Lambda Architecture
Lambda architecture runs two separate pipelines in parallel — a batch layer for accuracy and a speed layer for real-time — then merges their results in a serving layer.
The insight is that you can't get both low latency and guaranteed accuracy from a single system, so you run both and combine them. The cost is maintaining two codebases that compute the same thing.
The Problem It Solves#
Some systems have two conflicting requirements for the same data: 1. Real-time — show results updated every second (live dashboard) 2. Accurate — produce exact numbers for billing/compliance (monthly report)
A stream processor gives you speed but approximate results. A batch job gives you exact results but is slow. You need both.

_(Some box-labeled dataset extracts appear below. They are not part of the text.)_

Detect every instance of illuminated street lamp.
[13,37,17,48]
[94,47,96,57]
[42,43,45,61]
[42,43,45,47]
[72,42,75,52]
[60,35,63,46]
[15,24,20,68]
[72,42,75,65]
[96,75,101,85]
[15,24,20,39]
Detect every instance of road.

Lambda Architecture runs two separate pipelines in parallel.
The Three Layers#
Raw Events
│
┌─────────────┴─────────────┐
▼ ▼
Speed Layer Batch Layer
(Stream Processor) (Spark / MapReduce)
processes live events reprocesses all history
low latency high accuracy
approximate exact
│ │
└─────────────┬─────────────┘
▼
Serving Layer
merges both results
answers queries
Batch layer — periodically reprocesses all historical data (S3) using Spark or MapReduce. Slow but 100% accurate. Runs every hour or every day.
Speed layer — stream processor handles live events as they arrive. Fast but covers only recent data since last batch run.
Serving layer — merges batch results (accurate, delayed) + speed layer results (recent, approximate) to answer queries.
Example: Revenue Dashboard#
Batch layer: Spark job runs every hour
reprocesses all events from S3
produces exact revenue up to 1 hour ago
Speed layer: Flink processes live events
produces approximate revenue for last hour
Serving layer: query answer =
batch result (up to 1 hour ago) +
speed layer result (last hour)
The Core Problem: Logic Drift#
Both layers compute the same thing — revenue. But they're separate codebases.
Say a bug is found: discounts are being applied incorrectly.
Now:
Every bug must be fixed twice. Every feature added twice. Every test written twice. Over time the two pipelines drift apart — producing different results for the same data.
This is the fundamental pain of Lambda.
When To Use Lambda#
- Batch accuracy is non-negotiable (billing, compliance, financial reporting)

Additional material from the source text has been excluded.